Bullying anytime anywhere is not on. Those who bully others on social media are cowards. Parents should know the passwords to their children’s Facebook accounts if under 18.  Both should sit down and talk about the importance of privacy and setting up the account with appropriate settings, education is key.  If you are not on Facebook yourself, learn about it and accept that it is a channel that your child will want to explore. An understanding has to come with the parent/child agreement with Facebook use.  There are too many perverts out there to keep everyone safe from bullying and online misconduct.  Being able to talk about it is key also.

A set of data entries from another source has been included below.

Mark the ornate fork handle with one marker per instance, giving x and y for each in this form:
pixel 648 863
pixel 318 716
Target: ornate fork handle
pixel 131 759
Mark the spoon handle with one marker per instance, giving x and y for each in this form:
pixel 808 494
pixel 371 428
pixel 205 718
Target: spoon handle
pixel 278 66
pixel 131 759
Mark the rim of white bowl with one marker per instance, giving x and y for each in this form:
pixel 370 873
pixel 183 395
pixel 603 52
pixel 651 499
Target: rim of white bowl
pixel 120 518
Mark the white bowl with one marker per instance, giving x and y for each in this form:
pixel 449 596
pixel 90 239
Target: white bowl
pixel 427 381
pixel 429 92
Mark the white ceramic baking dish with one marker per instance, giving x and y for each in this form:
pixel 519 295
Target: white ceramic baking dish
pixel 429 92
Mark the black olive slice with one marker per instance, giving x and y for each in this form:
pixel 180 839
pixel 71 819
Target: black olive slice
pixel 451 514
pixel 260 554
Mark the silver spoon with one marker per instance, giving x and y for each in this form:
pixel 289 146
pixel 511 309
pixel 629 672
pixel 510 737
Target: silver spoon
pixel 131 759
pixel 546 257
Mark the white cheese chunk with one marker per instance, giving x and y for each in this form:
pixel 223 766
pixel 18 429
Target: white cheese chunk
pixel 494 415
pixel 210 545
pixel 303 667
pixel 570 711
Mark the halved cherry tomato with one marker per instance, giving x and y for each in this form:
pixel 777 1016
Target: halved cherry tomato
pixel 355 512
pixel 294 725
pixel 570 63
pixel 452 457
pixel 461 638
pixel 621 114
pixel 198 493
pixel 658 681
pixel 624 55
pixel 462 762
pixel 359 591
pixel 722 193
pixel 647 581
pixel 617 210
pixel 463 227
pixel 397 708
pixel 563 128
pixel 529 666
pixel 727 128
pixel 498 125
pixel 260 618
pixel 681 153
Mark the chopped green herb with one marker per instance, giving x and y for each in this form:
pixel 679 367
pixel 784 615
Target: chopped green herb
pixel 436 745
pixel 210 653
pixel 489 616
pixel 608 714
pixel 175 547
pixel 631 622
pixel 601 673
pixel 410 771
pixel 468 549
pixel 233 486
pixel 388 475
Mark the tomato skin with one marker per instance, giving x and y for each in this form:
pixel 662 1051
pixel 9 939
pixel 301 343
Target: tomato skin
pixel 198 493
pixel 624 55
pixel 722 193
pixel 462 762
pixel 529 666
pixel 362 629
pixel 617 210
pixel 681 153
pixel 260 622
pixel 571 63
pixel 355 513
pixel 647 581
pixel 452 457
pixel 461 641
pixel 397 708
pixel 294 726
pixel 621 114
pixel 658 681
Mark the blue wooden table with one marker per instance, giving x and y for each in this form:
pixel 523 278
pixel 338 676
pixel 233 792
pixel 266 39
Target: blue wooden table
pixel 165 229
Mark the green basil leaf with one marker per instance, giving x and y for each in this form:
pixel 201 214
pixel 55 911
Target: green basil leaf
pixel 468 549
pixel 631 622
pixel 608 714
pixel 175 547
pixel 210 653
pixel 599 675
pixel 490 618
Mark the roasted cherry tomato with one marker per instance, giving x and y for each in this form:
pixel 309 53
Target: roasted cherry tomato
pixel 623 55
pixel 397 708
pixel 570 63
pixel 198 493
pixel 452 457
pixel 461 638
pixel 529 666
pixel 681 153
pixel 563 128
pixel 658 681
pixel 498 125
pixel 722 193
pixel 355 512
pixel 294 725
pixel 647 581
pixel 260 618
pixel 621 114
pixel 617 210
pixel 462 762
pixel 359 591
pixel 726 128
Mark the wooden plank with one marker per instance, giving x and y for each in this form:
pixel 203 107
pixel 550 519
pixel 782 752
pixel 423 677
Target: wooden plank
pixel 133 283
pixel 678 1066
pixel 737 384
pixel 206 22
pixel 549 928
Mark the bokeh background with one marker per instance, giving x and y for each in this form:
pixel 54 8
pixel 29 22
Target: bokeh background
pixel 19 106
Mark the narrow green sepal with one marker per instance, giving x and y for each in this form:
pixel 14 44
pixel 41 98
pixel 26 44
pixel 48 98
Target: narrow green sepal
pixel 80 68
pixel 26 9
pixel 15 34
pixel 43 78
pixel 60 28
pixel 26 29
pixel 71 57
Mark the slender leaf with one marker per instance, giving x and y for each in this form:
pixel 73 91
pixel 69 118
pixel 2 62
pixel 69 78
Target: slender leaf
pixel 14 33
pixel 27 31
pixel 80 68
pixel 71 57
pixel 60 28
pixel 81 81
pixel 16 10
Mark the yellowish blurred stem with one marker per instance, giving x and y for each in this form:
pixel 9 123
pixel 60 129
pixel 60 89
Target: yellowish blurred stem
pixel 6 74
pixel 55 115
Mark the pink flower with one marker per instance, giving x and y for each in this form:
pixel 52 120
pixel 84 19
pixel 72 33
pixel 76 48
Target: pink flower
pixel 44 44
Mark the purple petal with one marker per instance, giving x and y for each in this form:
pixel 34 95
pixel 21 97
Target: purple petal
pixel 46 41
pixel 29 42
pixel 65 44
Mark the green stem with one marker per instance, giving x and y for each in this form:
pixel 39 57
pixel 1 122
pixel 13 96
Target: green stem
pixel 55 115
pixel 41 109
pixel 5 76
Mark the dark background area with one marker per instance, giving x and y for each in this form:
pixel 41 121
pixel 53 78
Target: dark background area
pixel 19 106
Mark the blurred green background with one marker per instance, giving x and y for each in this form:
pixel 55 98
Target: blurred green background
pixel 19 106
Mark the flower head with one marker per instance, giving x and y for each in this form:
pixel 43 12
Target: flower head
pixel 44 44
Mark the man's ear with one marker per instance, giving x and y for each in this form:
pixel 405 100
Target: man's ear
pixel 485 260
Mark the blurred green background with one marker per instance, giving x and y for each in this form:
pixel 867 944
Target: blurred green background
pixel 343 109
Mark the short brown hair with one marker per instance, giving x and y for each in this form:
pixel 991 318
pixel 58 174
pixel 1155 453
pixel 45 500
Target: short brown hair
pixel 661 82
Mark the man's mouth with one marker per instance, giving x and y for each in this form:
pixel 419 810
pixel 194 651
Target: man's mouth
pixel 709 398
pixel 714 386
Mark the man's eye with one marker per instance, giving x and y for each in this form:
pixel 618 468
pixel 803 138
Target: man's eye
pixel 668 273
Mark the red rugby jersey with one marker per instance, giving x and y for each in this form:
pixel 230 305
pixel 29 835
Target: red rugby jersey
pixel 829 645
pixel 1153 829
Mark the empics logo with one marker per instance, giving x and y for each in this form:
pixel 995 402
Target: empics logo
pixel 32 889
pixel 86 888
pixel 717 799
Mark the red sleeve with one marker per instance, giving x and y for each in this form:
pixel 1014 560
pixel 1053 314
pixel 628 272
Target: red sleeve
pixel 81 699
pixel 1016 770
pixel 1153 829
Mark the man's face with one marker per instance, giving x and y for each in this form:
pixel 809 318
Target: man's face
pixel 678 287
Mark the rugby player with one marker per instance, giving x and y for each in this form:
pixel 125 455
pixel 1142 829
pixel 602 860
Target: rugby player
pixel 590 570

Adults can sometimes be the bigger bully. Grow up.  Be kind or get off social media tools.  Posting on someone’s Twitter feed you wish they would die, is bullying or commenting rudely on a post is bullying.  I am excited to hear that there are a few cases that have gone to court, being charged with attacking others on social media sites.  It is the same as doing it in person, wrong.

Be polite, be kind, be funny, challenge your friends on topics but do it with respect.  Ensure you have your profile on any social media tool set up to your preference.  If you do de-friend a person on Facebook because their posts annoy, upset you, be honest and tell them why.  Or hide their posts from your feed if you feel it will cause unnecessary tension (family members).

Added paragraph after publishing:
Further to a valid point made by Amy on my published post on Facebook today - those people expecting to find out about your baby, dog, cat, life on Facebook, if you aren't a close friend, or close work acquaintence, you will find out when the user is ready to post, do not RELY on these social media channels for information. This is also etiquette! Be respectful of the person, especially in Amy's case when she had a baby, she surely was busy, resting, tired, contacting family to do a selfie or baby piccie for you!